Veel automobilisten reden in een voertuig dat tijdens normaal rijden tot ongeveer 10-15 km begon op te warmen. Dit probleem treft vooral oudere voertuigen met direct ingespoten dieselmotoren die geen zogenaamde elektrische hulpverwarming hebben. De reden is dat dergelijke motoren zeer zuinig zijn, een relatief hoog rendement hebben en daardoor weinig warmte genereren. Als we willen dat zo'n motor sneller opwarmt, moeten we hem de nodige belasting geven, wat betekent dat zo'n motor alleen veel sneller opwarmt tijdens het rijden, en niet stationair ergens op de parkeerplaats.

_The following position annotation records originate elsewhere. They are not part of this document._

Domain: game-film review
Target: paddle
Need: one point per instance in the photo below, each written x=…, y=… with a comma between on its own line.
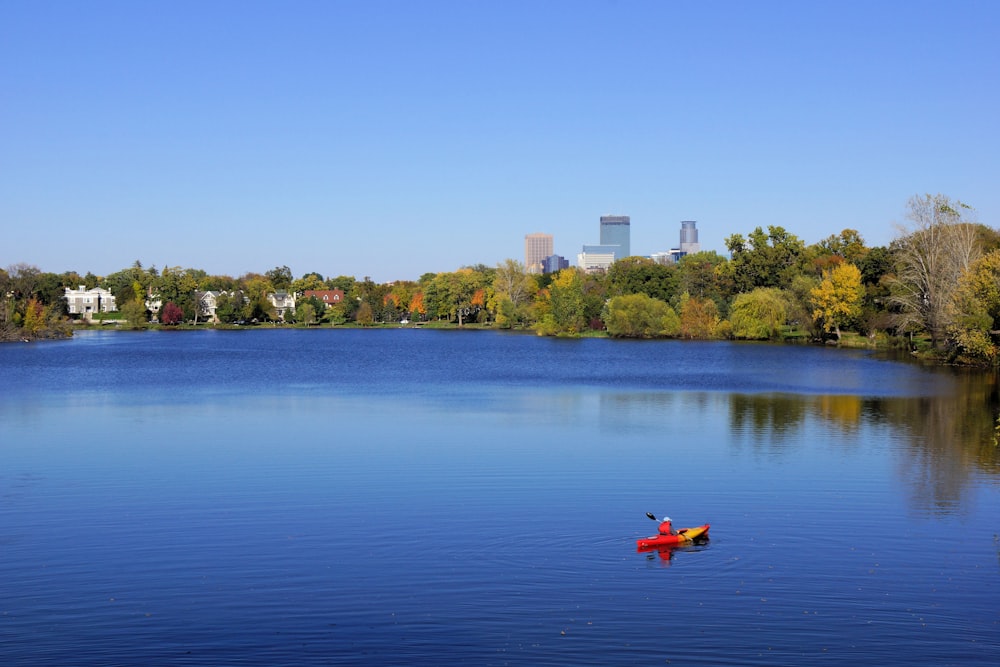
x=653, y=517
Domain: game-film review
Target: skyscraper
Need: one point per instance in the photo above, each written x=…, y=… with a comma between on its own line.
x=615, y=232
x=689, y=237
x=536, y=248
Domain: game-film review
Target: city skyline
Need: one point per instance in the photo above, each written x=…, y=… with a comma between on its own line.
x=390, y=140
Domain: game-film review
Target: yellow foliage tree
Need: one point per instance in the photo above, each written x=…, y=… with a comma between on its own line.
x=699, y=317
x=837, y=299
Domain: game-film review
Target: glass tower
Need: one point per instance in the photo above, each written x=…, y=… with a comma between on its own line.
x=615, y=232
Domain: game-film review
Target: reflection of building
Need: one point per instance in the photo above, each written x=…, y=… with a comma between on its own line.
x=615, y=232
x=86, y=302
x=536, y=248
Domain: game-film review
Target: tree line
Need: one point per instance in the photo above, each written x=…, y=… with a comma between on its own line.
x=936, y=284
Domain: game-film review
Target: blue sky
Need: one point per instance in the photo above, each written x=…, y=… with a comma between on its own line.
x=389, y=139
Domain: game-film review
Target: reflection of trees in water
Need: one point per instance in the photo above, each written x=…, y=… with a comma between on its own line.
x=948, y=439
x=770, y=421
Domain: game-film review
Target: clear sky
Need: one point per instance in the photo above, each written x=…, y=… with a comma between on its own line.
x=394, y=138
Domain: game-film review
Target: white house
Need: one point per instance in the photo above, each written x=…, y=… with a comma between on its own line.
x=281, y=301
x=86, y=302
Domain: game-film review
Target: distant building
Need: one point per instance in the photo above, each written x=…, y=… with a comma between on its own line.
x=555, y=263
x=86, y=302
x=282, y=301
x=595, y=262
x=615, y=231
x=536, y=248
x=328, y=297
x=689, y=238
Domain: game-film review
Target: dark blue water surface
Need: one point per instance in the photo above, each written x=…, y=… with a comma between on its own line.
x=404, y=497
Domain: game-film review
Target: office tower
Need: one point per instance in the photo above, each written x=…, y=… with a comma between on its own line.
x=689, y=238
x=615, y=231
x=536, y=248
x=555, y=263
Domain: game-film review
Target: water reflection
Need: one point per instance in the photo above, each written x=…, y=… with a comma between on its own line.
x=945, y=442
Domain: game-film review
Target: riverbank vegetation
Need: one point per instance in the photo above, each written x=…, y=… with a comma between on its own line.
x=934, y=290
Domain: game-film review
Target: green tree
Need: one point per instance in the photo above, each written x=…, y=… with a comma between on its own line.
x=974, y=332
x=764, y=260
x=565, y=305
x=641, y=275
x=837, y=299
x=931, y=256
x=365, y=316
x=758, y=315
x=640, y=316
x=699, y=317
x=230, y=307
x=280, y=277
x=305, y=313
x=704, y=275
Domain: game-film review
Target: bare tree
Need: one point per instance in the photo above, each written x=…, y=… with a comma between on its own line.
x=931, y=256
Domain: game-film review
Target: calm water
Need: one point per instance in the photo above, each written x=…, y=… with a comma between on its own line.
x=402, y=497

De verwarmingssnelheid verschilt aanzienlijk van het type motor. wat voor brandstof brandt het. Ondanks de vele verbeteringen en verbeterd thermisch beheer van dieselmotoren, worden benzinemotoren over het algemeen gemakkelijker en sneller warm. Ondanks een iets hoger verbruik zijn ze veel geschikter voor veelvuldig gebruik in de stad en bij strengere vorst starten ze ook beter op. Dieselmotoren hebben meer tijd nodig om op te warmen en vanuit operationeel oogpunt missen ze ook verschillende systemen die zijn ontworpen om verontreinigende stoffen in de uitlaatgassen op te vangen. Simpel gezegd kan men schrijven dat terwijl de kleine benzinemotor vrij gevoelig is en na ongeveer 5 km rustig rijden nog opwarmt, de diesel min. 15-20 km. Houd er rekening mee dat het ergste voor de motor en zijn componenten (evenals de accu) herhaalde koude starts zijn wanneer de motor geen tijd heeft om op zijn minst een beetje op te warmen. Als je dus al vaak een koude/bevroren motor hebt moeten afzetten en starten, is het aan te raden om deze minimaal 20 km te laten rijden.

Samenvatting van 5 regels

  • start indien mogelijk de motor en laat deze een paar seconden aan staan
  • de motor alleen stationair laten draaien als dat nodig is
  • trap het gaspedaal soepel in, onderstuur niet en laat de motor niet onnodig draaien.
  • gebruik door de fabrikant aanbevolen oliën van hoge kwaliteit met een geschikte viscositeit
  • na herhaaldelijk afzetten en starten van een koude/bevroren motor is het raadzaam om minimaal 20 km te rijden.